Leserbrief

Einzelhandel Zwischen Perspektivlosigkeit und lachender Onlinekonkurrenz

Beigeschmack von Versagen

Der oft gescholtene, aber in Sachen Corona-Maßnahmen viel gelobte grüne Oberbürgermeister von Tübingen – Boris Palmer – meinte in einer Talkshow sinngemäß: Er sei Mathematiker und habe die Fixierung auf Kulturbetriebe und Gaststätten beim November-Lockdown-Light von Anfang an nicht verstanden, da beide Branchen, als eine Nachverfolgung möglich war, nachweislich nicht für zunehmende Zahlen verantwortlich waren.

„Ein harter Lockdown ist nicht mehr zu vermeiden und wird wohl eher vor als nach dem Fest kommen, nur sagen darf man das noch nicht, da sonst morgen alle in die Stadt rennen, um noch ihre Geschenke zu kaufen“, meinte Ministerpräsidentin Malu Dreyer in der gleichen Sendung. Genau das ist jetzt Anfang der Woche passiert. Mein Fazit: Wenn man im November schon Gaststätten mit Hygienekonzept schließt, dann muss man auch schauen, wie man private Partys, Saufgelage und Wasserpfeifenevents verhindert.
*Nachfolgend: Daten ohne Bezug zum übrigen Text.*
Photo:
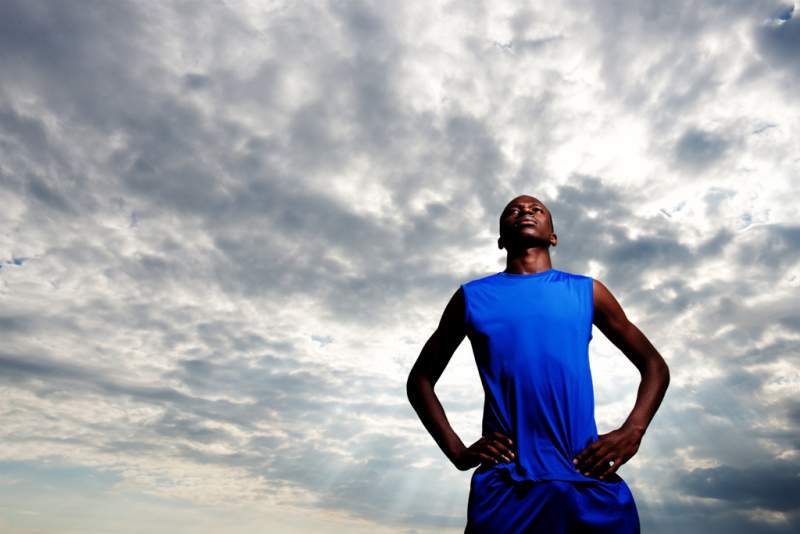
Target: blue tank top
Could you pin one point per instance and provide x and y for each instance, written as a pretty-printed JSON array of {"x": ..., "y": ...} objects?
[{"x": 530, "y": 335}]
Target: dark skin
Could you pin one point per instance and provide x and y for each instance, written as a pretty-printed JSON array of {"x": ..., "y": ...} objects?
[{"x": 527, "y": 233}]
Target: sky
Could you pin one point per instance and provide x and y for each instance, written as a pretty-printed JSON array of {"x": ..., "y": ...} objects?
[{"x": 229, "y": 227}]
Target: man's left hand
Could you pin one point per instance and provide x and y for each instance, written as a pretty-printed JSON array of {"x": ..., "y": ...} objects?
[{"x": 617, "y": 446}]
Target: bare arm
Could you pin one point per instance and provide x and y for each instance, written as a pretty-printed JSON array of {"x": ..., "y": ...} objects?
[
  {"x": 429, "y": 367},
  {"x": 620, "y": 445},
  {"x": 612, "y": 321}
]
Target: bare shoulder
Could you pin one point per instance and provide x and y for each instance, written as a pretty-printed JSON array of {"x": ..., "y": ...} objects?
[{"x": 607, "y": 310}]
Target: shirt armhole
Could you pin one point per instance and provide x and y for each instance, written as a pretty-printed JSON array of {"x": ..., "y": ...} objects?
[
  {"x": 591, "y": 307},
  {"x": 466, "y": 307}
]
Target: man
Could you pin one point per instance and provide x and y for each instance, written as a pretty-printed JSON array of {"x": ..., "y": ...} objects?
[{"x": 543, "y": 467}]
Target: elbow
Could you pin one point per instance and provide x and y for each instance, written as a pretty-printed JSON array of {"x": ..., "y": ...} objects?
[{"x": 416, "y": 381}]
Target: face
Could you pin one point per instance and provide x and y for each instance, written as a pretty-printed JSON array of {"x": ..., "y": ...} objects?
[{"x": 526, "y": 216}]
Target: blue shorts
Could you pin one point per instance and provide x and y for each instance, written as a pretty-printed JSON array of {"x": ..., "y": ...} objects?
[{"x": 500, "y": 505}]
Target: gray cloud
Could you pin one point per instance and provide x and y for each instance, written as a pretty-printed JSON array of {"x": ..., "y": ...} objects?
[{"x": 217, "y": 221}]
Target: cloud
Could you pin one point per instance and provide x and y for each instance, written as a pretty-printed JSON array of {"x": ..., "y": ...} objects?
[{"x": 229, "y": 230}]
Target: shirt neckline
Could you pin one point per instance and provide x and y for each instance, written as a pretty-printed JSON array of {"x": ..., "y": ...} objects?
[{"x": 526, "y": 275}]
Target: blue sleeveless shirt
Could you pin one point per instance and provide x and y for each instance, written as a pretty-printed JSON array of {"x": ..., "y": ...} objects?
[{"x": 530, "y": 336}]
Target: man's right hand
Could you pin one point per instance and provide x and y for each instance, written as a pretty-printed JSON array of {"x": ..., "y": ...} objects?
[{"x": 489, "y": 450}]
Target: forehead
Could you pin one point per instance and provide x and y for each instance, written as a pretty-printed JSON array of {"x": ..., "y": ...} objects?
[{"x": 523, "y": 200}]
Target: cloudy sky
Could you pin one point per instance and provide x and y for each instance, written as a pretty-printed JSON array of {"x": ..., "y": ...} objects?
[{"x": 229, "y": 227}]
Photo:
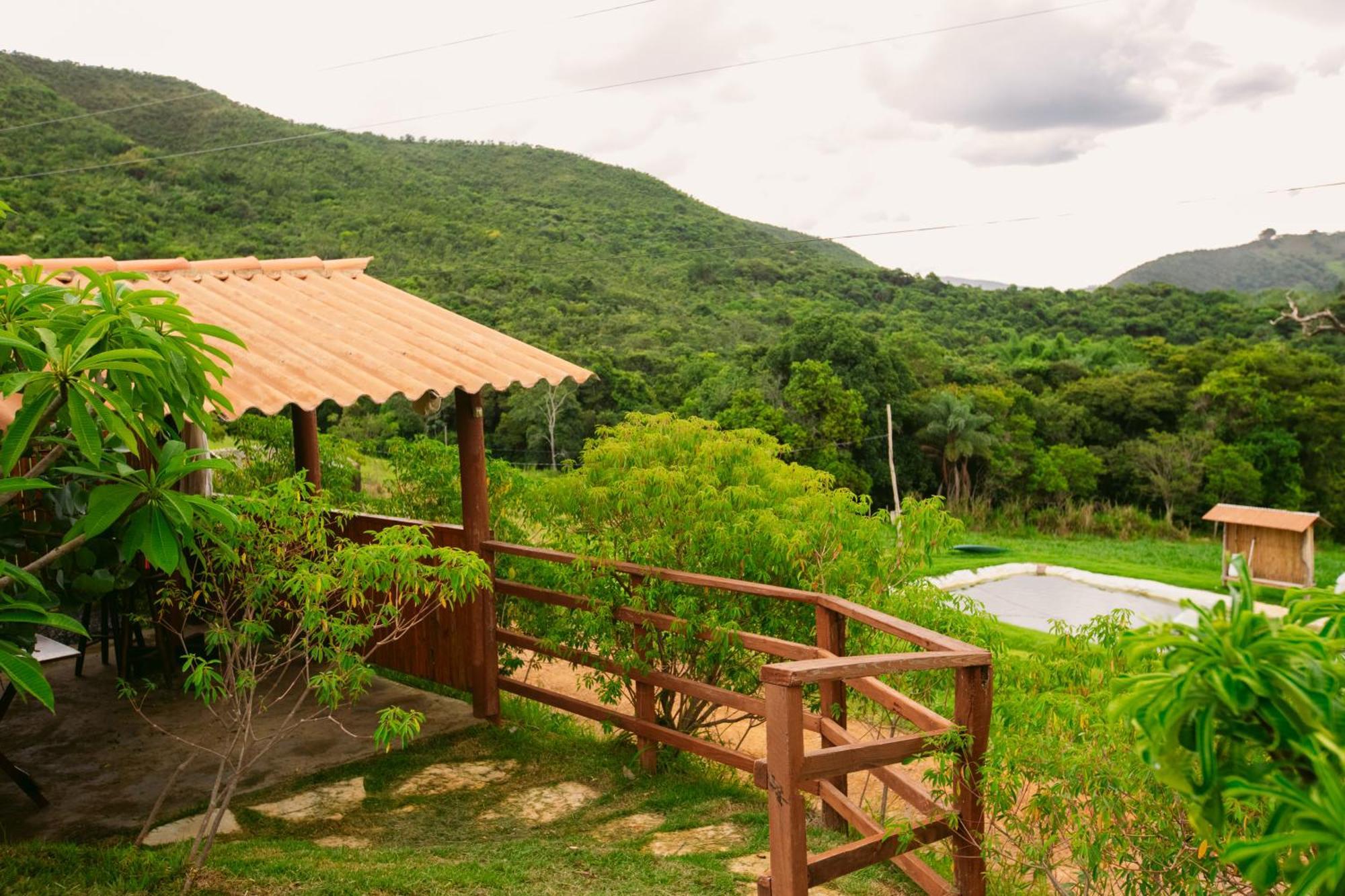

Das geht eben nun mal leider nur mit Ausgangsbeschränkung und dem nächtlichen Ausgangsverbot, wie wir dies, seit etwa zwölf Tagen haben. Weil eben bei so einigen die Einsicht und Vernunft völlig fehlt.

Statt dessen gab es Lockerungsversprechen und die Legende vom kollektiven Weihnachtsmärchen, wo wir alle friedlich vereint unterm Baum versammelt sind. Weit gefehlt: Statt Christstollen gibt‘s jetzt Pustekuchen. Es gilt an Heilig Abend sogar die Ausgangssperre ab 21 Uhr – zumindest in Bayern.

Nur mal so nebenbei: Der seit Wochen anhaltende Terz um Weihnachten hat schon fast was schizophrenes, denn das Virus kennt weder Ramadan, Chanukka noch Heiligabend – sondern im Grunde nur Opfer. „Mit dem Wissen von heute hätte es keine Friseur- oder Einzelhandelsschließungen gegeben. Das wird nicht mehr passieren“ – das versprach Gesundheitsminister Jens Spahn noch Anfang September vollmundig.

Mitnichten: Jetzt haben wir für den Einzelhandel einen noch härteren Lockdown als im Frühjahr. Damals war wenigstens ein Abholservice für Bücher oder schon lang vorbestellte Ware möglich.

Das wurde dieses Mal von Ministerpräsident Kretschmann untersagt. Besonders erschreckend ist die Tatsache, dass es für die jetzigen Maßnahmen im Einzelhandel keine neuen Erkenntnisse, keine wissenschaftliche Evidenz, also Gewissheit gibt. Die Geschäfte werden aus einem ganz einfachen Grund zugesperrt: weil etwas geschehen musste.

Dies alles führt zu einem eklatanten Vertrauensverlust, der letztendlich in eine Perspektivlosigkeit mündet. Oder glaubt jemand ernsthaft, dass unter diesen Umständen tatsächlich im Januar wieder Lockerungen in Kraft treten werden? Ich denke, der Lockdown geht bis weit in den Februar, wenn nicht gar bis Ende März und schlimmstenfalls sogar darüber hinaus.

Resümee: Neben der mangelnden Logik, den immensen wirtschaftlichen Schäden und dem Ausbluten des Einzelhandels ist da einerseits die schon erwähnte Perspektivlosigkeit der Betroffenen und anderseits ein zunehmender Vertrauensverlust in die politisch Agierenden, zumal die versprochenen Unterstützungen auf sich warten lassen oder wegen listiger Hürden unerreichbar und kein wirklicher Ausgleich sind. Großunternehmen – wie beispielsweise der Onlinehändler Amazon – machen das Geschäft ihres Lebens. Das hat schon irgend-wo den bitteren Beigeschmack von Staatsversagen.